Therefore, the takeaway from this is that if your business goals allow it, you must consider experimenting with flexible working hours and creating a dynamic working environment.
6. Make your expectations known
If you do not set clear goals for your employees and let them do their work at their own pace and rules, they are very likely to become disengaged. Thus, it is essential that you communicate your expectations that you have from your employees so that they can work towards meeting those expectations.
Without proper communication with your employees about the objectives, they will lose their motivation to do the work. Communication is a big part of employee engagement and so, make sure that your employees are made aware of the expectations regularly.
7. Allow them to use their hidden talents
There are certain talents and skills that may not be mentioned on the CVs of your employees. They can be talents that you can only see when you provide the employees with opportunities to showcase them.

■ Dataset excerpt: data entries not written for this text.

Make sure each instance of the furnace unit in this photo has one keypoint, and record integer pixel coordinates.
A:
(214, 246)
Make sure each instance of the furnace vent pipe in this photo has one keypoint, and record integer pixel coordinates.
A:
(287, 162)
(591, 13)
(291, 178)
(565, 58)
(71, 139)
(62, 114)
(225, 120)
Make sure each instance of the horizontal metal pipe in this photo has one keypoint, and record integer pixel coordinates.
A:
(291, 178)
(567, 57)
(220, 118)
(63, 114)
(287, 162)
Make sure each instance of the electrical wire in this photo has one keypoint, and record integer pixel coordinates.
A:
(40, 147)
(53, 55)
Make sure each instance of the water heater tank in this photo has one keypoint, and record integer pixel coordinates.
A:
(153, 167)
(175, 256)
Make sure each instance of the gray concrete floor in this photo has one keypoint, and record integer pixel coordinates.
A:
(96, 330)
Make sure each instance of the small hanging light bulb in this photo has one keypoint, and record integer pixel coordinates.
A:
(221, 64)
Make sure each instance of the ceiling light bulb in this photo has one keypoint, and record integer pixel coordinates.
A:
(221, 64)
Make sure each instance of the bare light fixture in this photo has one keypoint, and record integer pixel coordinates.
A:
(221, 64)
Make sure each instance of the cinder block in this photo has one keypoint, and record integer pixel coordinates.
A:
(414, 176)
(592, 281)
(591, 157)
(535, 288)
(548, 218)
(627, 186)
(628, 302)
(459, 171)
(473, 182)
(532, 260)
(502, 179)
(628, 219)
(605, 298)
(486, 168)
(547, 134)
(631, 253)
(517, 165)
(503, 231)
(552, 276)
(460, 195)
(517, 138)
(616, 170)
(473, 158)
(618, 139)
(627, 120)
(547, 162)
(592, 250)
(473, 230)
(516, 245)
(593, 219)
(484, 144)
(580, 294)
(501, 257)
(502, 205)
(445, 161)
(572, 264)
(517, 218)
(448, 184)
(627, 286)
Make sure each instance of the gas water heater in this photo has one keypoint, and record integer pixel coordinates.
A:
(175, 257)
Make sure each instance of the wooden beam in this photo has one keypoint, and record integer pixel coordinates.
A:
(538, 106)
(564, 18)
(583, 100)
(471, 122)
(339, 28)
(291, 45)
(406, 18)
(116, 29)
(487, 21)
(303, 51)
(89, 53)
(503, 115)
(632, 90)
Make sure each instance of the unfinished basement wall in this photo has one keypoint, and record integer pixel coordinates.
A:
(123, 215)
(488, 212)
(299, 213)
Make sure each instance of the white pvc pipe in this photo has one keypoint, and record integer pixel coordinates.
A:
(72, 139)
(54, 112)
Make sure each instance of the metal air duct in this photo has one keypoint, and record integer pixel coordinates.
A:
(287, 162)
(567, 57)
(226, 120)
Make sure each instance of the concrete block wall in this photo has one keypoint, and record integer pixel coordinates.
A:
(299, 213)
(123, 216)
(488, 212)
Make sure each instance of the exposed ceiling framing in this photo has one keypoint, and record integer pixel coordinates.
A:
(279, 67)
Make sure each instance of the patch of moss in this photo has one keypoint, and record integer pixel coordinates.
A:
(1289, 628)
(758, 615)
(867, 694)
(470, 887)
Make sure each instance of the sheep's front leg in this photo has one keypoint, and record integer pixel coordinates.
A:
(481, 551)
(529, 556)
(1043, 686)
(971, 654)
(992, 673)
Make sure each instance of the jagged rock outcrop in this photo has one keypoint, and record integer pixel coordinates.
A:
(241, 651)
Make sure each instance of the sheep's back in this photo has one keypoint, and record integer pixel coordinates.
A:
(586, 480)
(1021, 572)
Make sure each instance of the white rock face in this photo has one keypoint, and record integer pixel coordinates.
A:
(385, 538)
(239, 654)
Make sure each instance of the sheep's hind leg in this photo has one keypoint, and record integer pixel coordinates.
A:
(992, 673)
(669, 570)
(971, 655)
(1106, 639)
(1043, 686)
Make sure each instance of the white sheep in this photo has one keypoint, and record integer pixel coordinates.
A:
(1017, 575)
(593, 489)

In many cases, an employee may feel disengaged if they are not allowed to reveal their talents and true potential. These talents can be a big asset to your business and thus, it is for your benefit as well as for the employee’s to let them shine.
Thus, as a manager, you must give opportunities to your employees and give them tasks outside of their job description, to uncover their hidden talents.
8. Pursue customer testimonials and reviews
When an employee or a team is made aware of how they have made the customers happy, it lets them know that their work is valued. This boosts their engagement and motivates them to continue working hard.
Therefore, what you can do is, seek out stories from customer reviews that show how any of the staff members have impressed them. Then, share these stories with your entire team. This is likely to have a positive impact on not just the staff member mentioned in the review but will also motivate other employees to follow in their footsteps.
What not to do
We have just shared with you all the things you can do to increase the engagement of your employees. However, sometimes there can be things that you are currently doing that can be a cause of disengagement in employees. Thus, here is a list of things that you should avoid doing if you do not want your staff members to lose their productivity:
- Making assumptions about their performance
Many managers commit the mistake of making assumptions about the performance of their employees based on their engagement level. Thus, even if your employees are not completely engaged in their work, you should not overreact or be dramatic about it because they might still perform highly. You might expect them to underperform but there have been many cases where the engagement level did not have a negative impact on the performance of the employees.
- Forcing employees to be someone they are not
Every person has unique skills, talents, and temperaments. You cannot force them to develop skills in one day and you must not force them to act like someone else. It is good to push people out of their comfort zones but you should be careful not to cross the line between pushing and forcing your employees to do something.
- Getting emotional
You must not associate emotions with the work as it can have a negative effect on your co-workers. Disengaged employees will cooperate more if you adhere to a formal style of communication and do not try to incite their emotions.
At the end of the day, you must remember that disengaged employees do not mean that they are not assets to your company anymore. Their engagement levels can be increased if you try the tips mentioned in this guide. Even if nothing changes, you must learn to work with them because they still might provide great results for your business. However, as a manager, you must try your best to keep your employees excited and passionate about the work of your company.